I struggle with keeping the balance. I know it’s possible because I DO create it. I know that I operate better when I’m in a place of balance but the truth is, I must work hard at it.
You see, my instinct is to work my fingers to the bone until I can’t stand any more.
That’s what I’ve always known. I come from a world of hard working, blue collar badasses who work from sun up to sun down and don’t ever complain once because they do what they gotta do.
I used to do the same thing. I got to work early, I was one of the last ones out the door. I ran around crazy. I didn’t eat lunch. I drank too much. I was stressed. I didn’t sleep enough. I didn’t take care of myself but my work was always done, damnit.
IT WASN’T UNTIL AFTER I WAS RUSHED TO THE HOSPITAL BY MY PARENTS ONE NIGHT THAT I HAD MY EYES OPENED.
I had killed myself yet again at work, on some project, and put myself into a state of severe dehydration and exhaustion. This time they kept me hospitalized for 7 days.
The first 3 days all I really remember is being woken up in the middle of the night to get medicine in my IV and my blood pressure taken. And the last few days, as I started to feel human again I remember sitting in that bed worrying about all the things I was going to have to go back to at work. I felt guilty because I wasn’t there. I felt scared that they were going to be mad.
I was sitting there working myself into a panic when one of the nurses asked me, “How old are you honey?” I replied “25” and she started laughing and told me that life was so much more than work and I could either spend the next 60 years worrying, or I could enjoy life.

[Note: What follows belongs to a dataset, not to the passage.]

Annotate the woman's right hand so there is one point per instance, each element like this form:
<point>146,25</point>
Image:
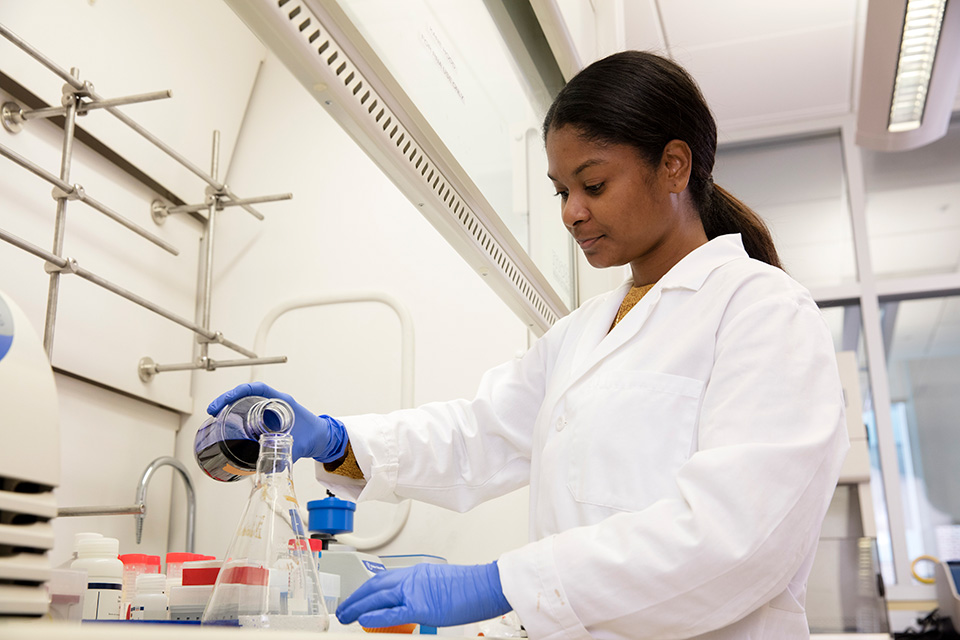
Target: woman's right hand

She said this super nonchalantly, while bustling around the room doing nurse things but it stuck. I remember then switching my mindset to “How can I change this?”

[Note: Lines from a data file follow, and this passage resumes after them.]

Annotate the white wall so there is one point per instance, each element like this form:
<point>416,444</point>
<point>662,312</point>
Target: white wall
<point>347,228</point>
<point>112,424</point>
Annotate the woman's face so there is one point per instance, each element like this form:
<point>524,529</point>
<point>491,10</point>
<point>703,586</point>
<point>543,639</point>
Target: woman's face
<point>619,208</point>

And that’s what I did. I went back to work and set boundaries, I created new systems that were pro-active. I set up checks and balances that were not JUST ME. I created more balance than I ever had before.
But here’s the funny thing… I felt guilty. It didn’t feel right to NOT be working 60+ hours a week. So, what did I do? I took on more projects of course and the vicious cycle continued.
Flash forward to solopreneur Jamie days a few years ago, sitting in my living room at 2am building websites and creating content and again, killing myself because ya know “you can’t have balance”. Or at least that’s what many so-called guru’s will tell you. And it was in that moment that I got REALLY pissed off.
I vividly remember saying “FUCK THIS! I can and I will create the balance I want.”
I knew it was possible. After all, that’s why I was working so hard, right?
Interesting part of it all was that I wholeheartedly believed that the only way I could create any form of income was to work my finger to the bone, 60+ hours a week.
But here’s the thing, that was a limiting belief. That was BLOCKING ME FROM MAKING ANY MONEY AT ALL.
The way I was raised, my subconscious believed that you had to work super hard to barely make enough money to get by.
Which is ass backwards.
SO, I dove down the rabbit hole of changing my mindset around money, value of my work, and the definition of “working hard”.
It didn’t happen overnight, and it’s still something I must remind myself of EVERY DAY. BUT, I was able to flip it around.
I reprogrammed my brain to believe these things instead:
>Money flows easily to me every day, in full alignment with my purpose and it sticks around.
>I always make the right business decisions and being proactive creates the space I desire.
>I do enough every day. I am fully serving my purpose, my clients, and I receive abundance in return.
>My time is valuable and my tribe sees that, and respects that. I am in control of my time.
And there are several other statements I can give around this subject but basically what I’ve had to reprogram my mind to believe is that boundaries are necessary and are GOOD things in my business, that my business and life are one in the same, so living purposefully and enjoying myself is necessary.
That money is easy and flows and sticks around, it doesn’t only come after terrible working hours and it doesn’t come in small amounts that you only get to keep for a small amount of time. It sticks around and there are endless amounts of it.
Lastly, and perhaps most importantly, it’s the belief that by being proactive with my actions every single day I can create the space my soul craves. The space I need to create. The space I need for the lifestyle and business I run in the first place. It’s all connected, it’s all a circle that flows and if used correctly, can and will create the balance you seek. IF you’re willing to set it up that way and stick to it.
Remember, the change you wish to see in this world STARTS WITH YOU. So, get your house in order first if you ever want to dent this universe.
One thought on “Keeping the Balance”
This post is beyond brilliant and so relatable. And such an American thing! There is this 4 year block of my life where I literally only have memories of working. That’s all it was. Work. Nothing else. I don’t remember birthdays or dates or party’s or books. Just fucking work. When I decided I needed more in my life and stopped working so much, my self-esteem TANKED. But I’m recovering, finding that balance.